"A lot of these industries are having difficulty finding reliable workers with the skills they require"
About this Quote
Under the bland, managerial phrasing, Rubin’s line reads like a grenade lobbed into the polite story America tells itself about work. “Difficulty finding reliable workers” is the language of chambers of commerce and HR departments, not street-level revolt. That mismatch is the point: Rubin is ventriloquizing the establishment to expose its quiet panic when labor stops behaving.
The intent isn’t to sympathize with industry. It’s to force a question: reliable for whom, and at what cost? “Reliable” becomes a moral category disguised as a hiring criterion. It doesn’t just mean punctual. It means compliant, non-questioning, willing to accept low wages, bad schedules, and arbitrary authority. The phrase “skills they require” tightens the vise: if you can’t get a job, the system says it’s your deficiency, not the workplace’s conditions or the economy’s incentives. Rubin’s subtext flips that script. Maybe the “skills” being demanded are increasingly narrow, credentialized, and convenient for employers; maybe the real shortage is dignity.
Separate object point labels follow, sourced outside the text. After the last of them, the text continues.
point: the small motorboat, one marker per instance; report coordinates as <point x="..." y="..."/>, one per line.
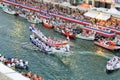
<point x="113" y="64"/>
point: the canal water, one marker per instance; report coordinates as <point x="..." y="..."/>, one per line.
<point x="86" y="61"/>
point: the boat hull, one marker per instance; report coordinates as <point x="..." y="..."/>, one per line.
<point x="85" y="37"/>
<point x="112" y="47"/>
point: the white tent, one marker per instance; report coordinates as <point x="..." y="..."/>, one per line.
<point x="91" y="14"/>
<point x="97" y="15"/>
<point x="113" y="11"/>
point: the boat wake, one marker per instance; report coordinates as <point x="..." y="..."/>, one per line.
<point x="29" y="46"/>
<point x="105" y="55"/>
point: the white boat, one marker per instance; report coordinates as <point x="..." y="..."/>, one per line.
<point x="46" y="48"/>
<point x="113" y="64"/>
<point x="85" y="37"/>
<point x="9" y="11"/>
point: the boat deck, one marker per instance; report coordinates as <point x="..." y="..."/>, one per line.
<point x="11" y="74"/>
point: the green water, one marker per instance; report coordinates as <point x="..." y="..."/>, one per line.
<point x="86" y="62"/>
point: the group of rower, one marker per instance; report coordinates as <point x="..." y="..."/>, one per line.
<point x="14" y="62"/>
<point x="73" y="13"/>
<point x="32" y="76"/>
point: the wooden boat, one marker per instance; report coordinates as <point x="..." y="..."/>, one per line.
<point x="92" y="37"/>
<point x="107" y="45"/>
<point x="113" y="64"/>
<point x="46" y="48"/>
<point x="48" y="41"/>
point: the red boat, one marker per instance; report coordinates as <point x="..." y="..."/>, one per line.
<point x="47" y="25"/>
<point x="107" y="46"/>
<point x="68" y="34"/>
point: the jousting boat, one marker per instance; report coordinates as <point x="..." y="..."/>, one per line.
<point x="48" y="41"/>
<point x="42" y="46"/>
<point x="86" y="37"/>
<point x="113" y="64"/>
<point x="68" y="34"/>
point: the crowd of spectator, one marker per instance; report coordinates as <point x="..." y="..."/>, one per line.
<point x="74" y="13"/>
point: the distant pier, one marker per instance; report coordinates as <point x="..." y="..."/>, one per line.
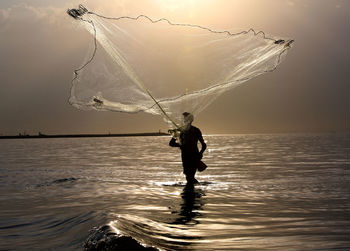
<point x="45" y="136"/>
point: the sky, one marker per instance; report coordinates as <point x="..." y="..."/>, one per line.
<point x="40" y="46"/>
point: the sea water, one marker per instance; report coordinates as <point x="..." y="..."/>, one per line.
<point x="259" y="192"/>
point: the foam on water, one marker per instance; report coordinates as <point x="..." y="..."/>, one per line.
<point x="261" y="192"/>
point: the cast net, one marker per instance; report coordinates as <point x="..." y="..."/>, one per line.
<point x="165" y="68"/>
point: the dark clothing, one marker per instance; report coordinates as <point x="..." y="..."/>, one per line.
<point x="190" y="154"/>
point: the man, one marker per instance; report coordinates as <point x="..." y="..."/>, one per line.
<point x="189" y="137"/>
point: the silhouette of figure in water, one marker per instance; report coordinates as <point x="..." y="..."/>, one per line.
<point x="190" y="155"/>
<point x="191" y="203"/>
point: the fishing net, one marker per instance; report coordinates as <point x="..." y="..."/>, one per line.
<point x="160" y="67"/>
Context matters. Coming out of the 1960s insurgencies Rubin helped animate, skepticism toward corporate power and bureaucratic language was a core tactic. Even if the line echoes contemporary “skills gap” rhetoric, it sits in that long-running cultural fight over who gets to define merit. Read through Rubin, the sentence becomes less a labor-market observation than an indictment: when industries can’t find “reliable” workers, it may be because workers have stopped accepting the terms of reliability.
The intent isn’t to sympathize with industry. It’s to force a question: reliable for whom, and at what cost? “Reliable” becomes a moral category disguised as a hiring criterion. It doesn’t just mean punctual. It means compliant, non-questioning, willing to accept low wages, bad schedules, and arbitrary authority. The phrase “skills they require” tightens the vise: if you can’t get a job, the system says it’s your deficiency, not the workplace’s conditions or the economy’s incentives. Rubin’s subtext flips that script. Maybe the “skills” being demanded are increasingly narrow, credentialized, and convenient for employers; maybe the real shortage is dignity.
Context matters. Coming out of the 1960s insurgencies Rubin helped animate, skepticism toward corporate power and bureaucratic language was a core tactic. Even if the line echoes contemporary “skills gap” rhetoric, it sits in that long-running cultural fight over who gets to define merit. Read through Rubin, the sentence becomes less a labor-market observation than an indictment: when industries can’t find “reliable” workers, it may be because workers have stopped accepting the terms of reliability.